What is the Mortgage Credit
Certificate program?
The Mortgage Credit Certificate program allows first-time home
buyers to take advantage of a special federal income tax credit.
This program allows buyers credit in qualifying for the tax advantage
they'll receive after they purchase the home. The amount of the
credit is tied to a local formula that every city with an MCC
program must follow. A MCC credit, which can total $2,000 or more,
reduces the borrower's federal tax liability by an amount tied
to how much one pays in annual mortgage interest. Both the borrower's
income and the purchase price of the home must fall within established
guidelines. To see if your community has an MCC program, call
your local housing or redevelopment agency. You also may inquire
with your real estate broker or the local association of Realtors.
What are the rules for
mortgage credit certificates?
To qualify for a mortgage credit certificate, both your income
and the purchase price of the home must fall within established
city guidelines. These guidelines vary by city but generally only
permit people who earn an average income or slightly higher than
average income. A limited number of cities have authorized the
MCC program. Contact your municipal housing department for more
information.
Should I buy a vacation
home?
Today a vacation home can be purchased for investment purposes
as well as enjoyment. And yes, there are tax benefits. Some people
buy a vacation home with the idea of turning it into a permanent
retirement home down the road, which puts them ahead on their
payments. Another benefit is that the interest and property taxes
are tax deductible, which helps to offset the cost of paying for
a second home. A vacation home also can be depreciated if you
live in it fewer than 14 days a year, or 10 percent of the rented
days - whichever is greater.
Resources:
* "Real Estate Investing From A to Z," William Pivar,
Probus Publishing, Chicago; 1993.
* "The Ultimate Language of Real Estate,'' John Reilly, Dearborn
Financial
How do I save on taxes?
Here are some ways to save money on taxes:
* Mortgage interest on loans up to $1 million is completely deductible
for the year in which you pay it to buy, build or improve your
principal residence plus a second home.
* Points, or loan origination fees, also are deductible no matter
who pays them, the buyer or the seller.
* Most homeowners, except the wealthy and those living in high-priced
markets, no longer need to worry about capital gains taxes. The
exemption has been raised to $500,000 for married couples and
$250,000 for single owners. It can be taken every two years. Homeowners
should always keep all receipts of permanent home improvements
and of mortgage closing costs. If you do have to pay capital gains
taxes, these costs can be added to your adjusted cost basis. Consult
your tax adviser for more information.
Resources:
* "Tax Information for First-Time Homeowners," IRS Publication
530, and "Selling Your Home," IRS Publication 523. Call
(800) TAX-FORM to order.
Are taxes on second homes
deductible?
Mortgage interest and property taxes are deductible on a second
home if you itemize. Check with your accountant or tax adviser
for specifics.
Are points deductible?
If you are a buyer, and you or the seller pays points, they are
deductible for the year in which they are paid only. You also
can deduct any points you pay when you refinance your home, but
you must do so ratably over the life of the loan. Consult your
tax or financial advisor.
How do you choose between
buying and renting?
Home ownership offers tax benefits as well as the freedom to make
decisions about your home. An advantage of renting is not worrying
about maintenance and other financial obligations associated with
owning property.
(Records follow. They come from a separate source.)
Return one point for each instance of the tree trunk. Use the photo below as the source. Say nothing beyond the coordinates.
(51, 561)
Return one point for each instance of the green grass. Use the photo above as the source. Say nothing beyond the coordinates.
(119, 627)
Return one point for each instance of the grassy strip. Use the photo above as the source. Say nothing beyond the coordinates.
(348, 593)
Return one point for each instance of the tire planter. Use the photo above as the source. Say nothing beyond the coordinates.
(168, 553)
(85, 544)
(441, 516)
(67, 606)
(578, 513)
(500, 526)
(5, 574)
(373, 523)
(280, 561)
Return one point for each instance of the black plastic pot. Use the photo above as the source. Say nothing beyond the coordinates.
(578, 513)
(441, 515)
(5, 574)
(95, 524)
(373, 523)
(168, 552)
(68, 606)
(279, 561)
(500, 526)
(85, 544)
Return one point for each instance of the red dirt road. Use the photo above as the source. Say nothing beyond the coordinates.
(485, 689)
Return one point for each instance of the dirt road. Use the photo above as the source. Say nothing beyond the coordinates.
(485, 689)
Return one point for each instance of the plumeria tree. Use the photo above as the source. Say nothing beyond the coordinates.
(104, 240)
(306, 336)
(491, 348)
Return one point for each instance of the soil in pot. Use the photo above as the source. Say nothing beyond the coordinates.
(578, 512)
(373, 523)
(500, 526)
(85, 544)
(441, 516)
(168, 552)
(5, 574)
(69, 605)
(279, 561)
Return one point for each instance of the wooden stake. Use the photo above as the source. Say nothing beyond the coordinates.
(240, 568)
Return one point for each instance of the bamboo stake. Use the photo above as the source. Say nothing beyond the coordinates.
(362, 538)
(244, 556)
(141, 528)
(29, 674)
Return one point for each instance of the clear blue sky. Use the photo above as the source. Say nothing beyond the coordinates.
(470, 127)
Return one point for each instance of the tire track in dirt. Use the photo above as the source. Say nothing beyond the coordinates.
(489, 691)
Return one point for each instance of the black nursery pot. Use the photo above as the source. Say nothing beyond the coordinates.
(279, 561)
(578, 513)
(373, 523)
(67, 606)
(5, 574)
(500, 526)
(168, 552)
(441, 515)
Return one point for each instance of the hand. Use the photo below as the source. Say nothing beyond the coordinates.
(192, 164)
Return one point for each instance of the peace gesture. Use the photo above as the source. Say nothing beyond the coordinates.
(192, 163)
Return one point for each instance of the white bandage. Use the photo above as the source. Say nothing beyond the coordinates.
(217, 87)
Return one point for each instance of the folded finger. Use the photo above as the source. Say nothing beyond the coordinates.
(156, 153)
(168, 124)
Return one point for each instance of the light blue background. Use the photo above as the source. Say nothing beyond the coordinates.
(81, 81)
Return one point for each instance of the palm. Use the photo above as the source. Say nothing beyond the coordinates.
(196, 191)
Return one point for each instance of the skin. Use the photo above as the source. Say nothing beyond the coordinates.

There also are a number of economic considerations.
Unlike renters, home owners who secure a fixed-rate loan can lock
in their monthly housing costs and make prudent investment plans
knowing these expenses will not increase substantially. Home ownership
is a highly leveraged investment that can yield substantial profit
on a nominal front-end investment. However, such returns depend
on home-price appreciation.
"For some people, owning
a home is a great feeling," writes Mitchell A. Levy in his
book, "Home Ownership: The American Myth," Myth Breakers
Press, Cupertino, Calif.; 1993. "It does, however, have a
price. Besides the maintenance headache, the amount of after-tax
money paid to the lender is usually greater than the amount of
money otherwise paid in rent," Levy concludes. As for evaluating
the risk associated with home ownership, David T. Schumacher and
Erik Page Bucy write in their book "The Buy & Hold Real
Estate Strategy," John Wiley & Sons, New York; 1992,
that "good property located in growth areas should be regarded
as an investment as opposed to a speculation or gamble."
The authors recommend that prospective buyers spend a few months
investigating a community. Many people make the mistake of buying
in the wrong area. "Just because certain properties are high-priced
doesn't necessarily mean they have some inherent advantage,"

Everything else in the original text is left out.